To understand the problems Louis faced as king it is necessary to understand the nature of European politics at the time. Many nations possessed near-absolutist monarchs in the late 1700s but they generally shared power, willingly or otherwise, with a noble or aristocratic class. This wasn't always an amicable relationship: many nobles manipulated, pressured or bargained with the monarch to secure power and influence for themselves. In Britain this relationship had been formalised and consolidated by long-standing agreements between the monarch and aristocracy (eg. the Magna Carta, 1215) and the power of parliament was consolidated by events such as the Civil War and the Glorious Revolution. The British king still had significant power but took care not to assert it too eagerly or autocratically. In France, Louis' royal power was still nominally absolute.
The French political model had been shaped by the reign of Louis XVI's great-grandfather, Louis XIV, during the late 1600s. As a child of nine this particularly Louis was driven from his palaces by a bitter civil war instigated by the nobility and Paris parlements, against the crown and its ministers. Louis XIV's response was to assume absolute control of the government. The king justified this by proclaiming his rule was given by 'divine right', with the support of God (when asked by a political emissary what comprised state sovereignty in France, Louis' reply was: "Le t'at? C'est moi!" ('The state? That's me!'). The nobility was considered a potential danger to the monarch and its power and influence was drastically curtailed... not only that, Louis believed the aristocrats must be carefully watched and, if possible, controlled. To reduce their influence and their capacity to organise military opposition, Louis XIV based the government at the royal palace of Versailles, outside Paris and required the almost permanent attendance of the nobility. There they would spend their days seeking Louis' acceptance and patronage, engaging in almost pointless court intrigues as well as gambling, hunting, balls and sexual affairs. Kept away from their traditional support base on the estates, the nobility became virtually powerless. In the extravagant mini-city of Versailles, with its 700 rooms and 20 miles of roadway, the Sun King ruled France in virtual isolation from the people but with a close eye on those he saw as his biggest threat (a living embodiment of the epithet 'keep your friends close and your enemies closer').

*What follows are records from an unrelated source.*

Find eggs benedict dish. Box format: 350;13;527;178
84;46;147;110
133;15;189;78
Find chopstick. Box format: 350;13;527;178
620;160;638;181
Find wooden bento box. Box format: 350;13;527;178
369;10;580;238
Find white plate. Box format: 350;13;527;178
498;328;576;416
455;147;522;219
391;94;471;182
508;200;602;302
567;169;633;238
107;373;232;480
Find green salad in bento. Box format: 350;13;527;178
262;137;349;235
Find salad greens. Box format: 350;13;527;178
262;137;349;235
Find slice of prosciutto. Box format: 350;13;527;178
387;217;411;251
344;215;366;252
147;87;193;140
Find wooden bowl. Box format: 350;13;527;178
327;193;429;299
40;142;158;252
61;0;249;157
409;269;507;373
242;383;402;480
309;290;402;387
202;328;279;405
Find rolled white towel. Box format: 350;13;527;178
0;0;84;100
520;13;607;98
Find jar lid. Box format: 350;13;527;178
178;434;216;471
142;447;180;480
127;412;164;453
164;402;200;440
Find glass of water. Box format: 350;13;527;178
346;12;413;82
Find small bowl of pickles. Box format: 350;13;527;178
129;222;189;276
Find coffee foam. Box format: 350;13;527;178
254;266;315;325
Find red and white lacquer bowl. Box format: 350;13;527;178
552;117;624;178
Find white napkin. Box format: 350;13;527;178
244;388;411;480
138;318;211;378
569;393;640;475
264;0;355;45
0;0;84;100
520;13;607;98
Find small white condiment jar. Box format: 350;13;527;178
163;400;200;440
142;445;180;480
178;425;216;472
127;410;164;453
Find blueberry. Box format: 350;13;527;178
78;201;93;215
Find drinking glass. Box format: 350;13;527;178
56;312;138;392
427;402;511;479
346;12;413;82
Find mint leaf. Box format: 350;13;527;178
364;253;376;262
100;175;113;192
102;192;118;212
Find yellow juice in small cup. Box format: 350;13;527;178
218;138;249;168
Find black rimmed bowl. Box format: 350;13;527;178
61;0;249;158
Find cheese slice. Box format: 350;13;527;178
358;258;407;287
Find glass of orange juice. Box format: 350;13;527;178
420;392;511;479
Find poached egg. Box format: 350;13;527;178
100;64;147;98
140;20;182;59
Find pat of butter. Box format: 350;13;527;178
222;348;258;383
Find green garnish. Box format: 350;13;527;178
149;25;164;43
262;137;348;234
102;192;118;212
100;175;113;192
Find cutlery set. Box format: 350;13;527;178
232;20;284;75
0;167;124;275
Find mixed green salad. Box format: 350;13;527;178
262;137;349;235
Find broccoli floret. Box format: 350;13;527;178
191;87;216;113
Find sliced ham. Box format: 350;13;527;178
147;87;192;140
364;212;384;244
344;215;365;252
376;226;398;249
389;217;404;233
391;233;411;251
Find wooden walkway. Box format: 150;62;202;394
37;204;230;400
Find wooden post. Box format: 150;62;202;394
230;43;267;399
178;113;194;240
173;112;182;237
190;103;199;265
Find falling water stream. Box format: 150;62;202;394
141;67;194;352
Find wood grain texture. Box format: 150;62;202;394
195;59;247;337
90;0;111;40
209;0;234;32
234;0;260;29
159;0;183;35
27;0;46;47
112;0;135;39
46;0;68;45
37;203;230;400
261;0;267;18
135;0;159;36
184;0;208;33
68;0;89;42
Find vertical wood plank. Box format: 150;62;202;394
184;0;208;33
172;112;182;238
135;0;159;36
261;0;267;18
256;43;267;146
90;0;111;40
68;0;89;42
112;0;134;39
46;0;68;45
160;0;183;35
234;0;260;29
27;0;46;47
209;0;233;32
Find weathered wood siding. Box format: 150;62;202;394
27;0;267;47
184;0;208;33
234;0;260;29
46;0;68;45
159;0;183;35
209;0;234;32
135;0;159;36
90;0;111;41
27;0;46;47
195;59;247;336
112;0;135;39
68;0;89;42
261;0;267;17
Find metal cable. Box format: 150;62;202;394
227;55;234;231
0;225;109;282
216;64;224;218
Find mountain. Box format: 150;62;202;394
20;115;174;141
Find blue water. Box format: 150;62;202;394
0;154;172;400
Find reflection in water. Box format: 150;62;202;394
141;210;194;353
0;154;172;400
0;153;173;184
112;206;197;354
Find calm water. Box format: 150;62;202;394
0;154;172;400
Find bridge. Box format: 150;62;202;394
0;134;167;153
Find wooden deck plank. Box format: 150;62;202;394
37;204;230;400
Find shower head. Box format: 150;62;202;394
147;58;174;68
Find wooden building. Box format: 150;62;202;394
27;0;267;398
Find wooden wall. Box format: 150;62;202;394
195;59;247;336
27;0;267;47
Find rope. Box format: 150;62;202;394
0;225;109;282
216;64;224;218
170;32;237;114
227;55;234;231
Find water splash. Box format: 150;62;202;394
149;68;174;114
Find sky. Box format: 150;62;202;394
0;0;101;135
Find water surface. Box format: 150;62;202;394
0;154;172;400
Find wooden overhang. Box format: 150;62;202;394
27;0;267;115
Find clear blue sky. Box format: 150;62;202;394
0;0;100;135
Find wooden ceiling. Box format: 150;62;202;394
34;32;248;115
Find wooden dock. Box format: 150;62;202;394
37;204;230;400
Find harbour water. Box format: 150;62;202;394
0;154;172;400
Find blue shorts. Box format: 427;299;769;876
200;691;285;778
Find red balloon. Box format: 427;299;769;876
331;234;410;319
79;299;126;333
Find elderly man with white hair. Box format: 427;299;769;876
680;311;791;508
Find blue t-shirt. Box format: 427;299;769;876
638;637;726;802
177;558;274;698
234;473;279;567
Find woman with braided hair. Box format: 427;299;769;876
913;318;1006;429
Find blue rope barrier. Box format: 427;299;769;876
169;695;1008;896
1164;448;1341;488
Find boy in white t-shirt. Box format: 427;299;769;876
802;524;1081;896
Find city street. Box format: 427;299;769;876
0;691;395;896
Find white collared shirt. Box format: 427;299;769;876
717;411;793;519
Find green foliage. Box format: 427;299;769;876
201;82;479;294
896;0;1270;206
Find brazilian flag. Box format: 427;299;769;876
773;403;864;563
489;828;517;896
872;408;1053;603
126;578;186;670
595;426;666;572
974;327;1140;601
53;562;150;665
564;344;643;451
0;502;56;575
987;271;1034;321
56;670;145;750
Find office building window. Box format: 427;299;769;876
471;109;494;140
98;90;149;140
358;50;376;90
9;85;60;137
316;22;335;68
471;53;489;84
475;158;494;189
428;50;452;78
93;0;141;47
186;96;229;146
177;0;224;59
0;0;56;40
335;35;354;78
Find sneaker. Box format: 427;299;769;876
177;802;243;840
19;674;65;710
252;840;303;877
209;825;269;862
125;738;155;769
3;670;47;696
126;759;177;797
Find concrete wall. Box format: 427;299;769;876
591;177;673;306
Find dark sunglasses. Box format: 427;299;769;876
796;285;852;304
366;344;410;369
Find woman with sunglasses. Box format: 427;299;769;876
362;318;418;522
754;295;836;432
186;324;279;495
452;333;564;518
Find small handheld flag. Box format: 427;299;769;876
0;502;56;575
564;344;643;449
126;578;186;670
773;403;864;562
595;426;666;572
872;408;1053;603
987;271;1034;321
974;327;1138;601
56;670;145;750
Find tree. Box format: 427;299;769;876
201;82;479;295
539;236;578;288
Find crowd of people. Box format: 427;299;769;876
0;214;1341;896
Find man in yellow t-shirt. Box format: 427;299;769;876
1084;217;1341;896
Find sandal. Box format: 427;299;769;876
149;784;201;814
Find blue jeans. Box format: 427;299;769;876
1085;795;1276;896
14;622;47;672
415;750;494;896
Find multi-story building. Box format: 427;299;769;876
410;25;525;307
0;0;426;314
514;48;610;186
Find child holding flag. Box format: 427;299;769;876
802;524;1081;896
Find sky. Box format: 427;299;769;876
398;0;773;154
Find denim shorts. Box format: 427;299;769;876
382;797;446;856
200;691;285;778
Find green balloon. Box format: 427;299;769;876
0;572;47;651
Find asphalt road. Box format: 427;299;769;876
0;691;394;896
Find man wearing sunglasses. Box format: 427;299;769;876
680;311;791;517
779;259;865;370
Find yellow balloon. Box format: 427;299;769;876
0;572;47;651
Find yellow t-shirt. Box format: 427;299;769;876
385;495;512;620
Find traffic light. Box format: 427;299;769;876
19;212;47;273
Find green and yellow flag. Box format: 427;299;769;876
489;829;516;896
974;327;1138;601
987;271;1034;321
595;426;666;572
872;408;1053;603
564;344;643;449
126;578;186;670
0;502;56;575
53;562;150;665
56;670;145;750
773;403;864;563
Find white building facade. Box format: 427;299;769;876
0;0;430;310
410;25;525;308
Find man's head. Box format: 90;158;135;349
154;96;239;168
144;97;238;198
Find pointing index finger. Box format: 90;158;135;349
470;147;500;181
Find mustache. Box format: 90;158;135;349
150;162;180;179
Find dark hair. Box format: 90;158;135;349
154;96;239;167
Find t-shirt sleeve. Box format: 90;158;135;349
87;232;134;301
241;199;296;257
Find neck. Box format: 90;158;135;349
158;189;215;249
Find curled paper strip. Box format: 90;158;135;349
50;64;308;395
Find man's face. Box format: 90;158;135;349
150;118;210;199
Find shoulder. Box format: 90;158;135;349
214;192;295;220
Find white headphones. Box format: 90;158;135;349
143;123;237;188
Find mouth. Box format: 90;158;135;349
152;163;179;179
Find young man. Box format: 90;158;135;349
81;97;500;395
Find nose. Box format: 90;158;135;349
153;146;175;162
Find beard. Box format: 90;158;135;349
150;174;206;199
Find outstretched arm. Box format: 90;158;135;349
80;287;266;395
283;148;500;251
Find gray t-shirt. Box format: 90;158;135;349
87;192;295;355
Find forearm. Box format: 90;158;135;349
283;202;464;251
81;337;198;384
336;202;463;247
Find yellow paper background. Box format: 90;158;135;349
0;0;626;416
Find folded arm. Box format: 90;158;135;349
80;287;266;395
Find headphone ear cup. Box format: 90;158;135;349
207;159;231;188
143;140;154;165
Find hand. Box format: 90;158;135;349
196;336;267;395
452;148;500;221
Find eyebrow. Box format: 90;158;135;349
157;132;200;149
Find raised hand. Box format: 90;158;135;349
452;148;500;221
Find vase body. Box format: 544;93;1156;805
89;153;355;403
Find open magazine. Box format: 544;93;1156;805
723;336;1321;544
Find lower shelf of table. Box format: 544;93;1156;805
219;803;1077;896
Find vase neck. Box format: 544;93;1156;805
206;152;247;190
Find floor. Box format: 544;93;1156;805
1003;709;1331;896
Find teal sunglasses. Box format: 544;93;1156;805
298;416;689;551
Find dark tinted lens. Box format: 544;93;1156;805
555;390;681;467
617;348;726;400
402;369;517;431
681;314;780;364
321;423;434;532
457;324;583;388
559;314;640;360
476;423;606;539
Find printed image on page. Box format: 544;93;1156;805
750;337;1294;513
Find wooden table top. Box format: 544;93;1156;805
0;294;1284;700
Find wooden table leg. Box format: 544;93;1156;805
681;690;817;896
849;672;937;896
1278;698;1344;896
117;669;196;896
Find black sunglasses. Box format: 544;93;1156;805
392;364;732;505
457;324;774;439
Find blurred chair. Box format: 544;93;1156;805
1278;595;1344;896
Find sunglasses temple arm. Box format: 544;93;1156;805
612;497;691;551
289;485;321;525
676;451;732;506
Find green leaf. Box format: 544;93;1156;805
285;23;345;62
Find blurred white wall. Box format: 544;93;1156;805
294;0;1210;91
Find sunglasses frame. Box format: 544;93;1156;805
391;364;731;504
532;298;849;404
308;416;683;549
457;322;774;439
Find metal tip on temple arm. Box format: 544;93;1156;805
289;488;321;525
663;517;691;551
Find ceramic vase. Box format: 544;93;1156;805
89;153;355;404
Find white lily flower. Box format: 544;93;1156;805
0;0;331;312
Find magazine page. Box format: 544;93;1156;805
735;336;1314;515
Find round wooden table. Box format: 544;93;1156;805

This tactic may have strengthened the monarch's hold over the nobility but it also isolated him from his subjects. Before the reign of Louis XIV the king had been a mobile and rather visible presence in France; now he was a figure of myth and speculation, isolated at Versailles and rarely seen. The strength of French autocracy was really underpinned by the strong personality of Louis XIV but his predecessors, particularly Louis XVI, were neither interested in or capable of maintaining their control of the nobility through strength of character and court intrigues. In addition, during the reign of Louis XVI the Enlightenment trend of questioning the nature of politics, the function of government and the basis of political power was well established. These philosophes looked at the natural order and using reason instead of tradition, they could find little evidence to support divine-right absolutist monarchy. The nobility, aware of the declining authority of the king, resisted his policies and reforms during the 1780s, partly because they genuinely disagreed but also as a means of eroding the king's power and increasing their own. And from within French society came calls to recognize and formalize the political voice of the Third Estate, which made up 97 percent of the population but was denied representation or participation in government. It was a situation few, if any kings could have found effective solutions for.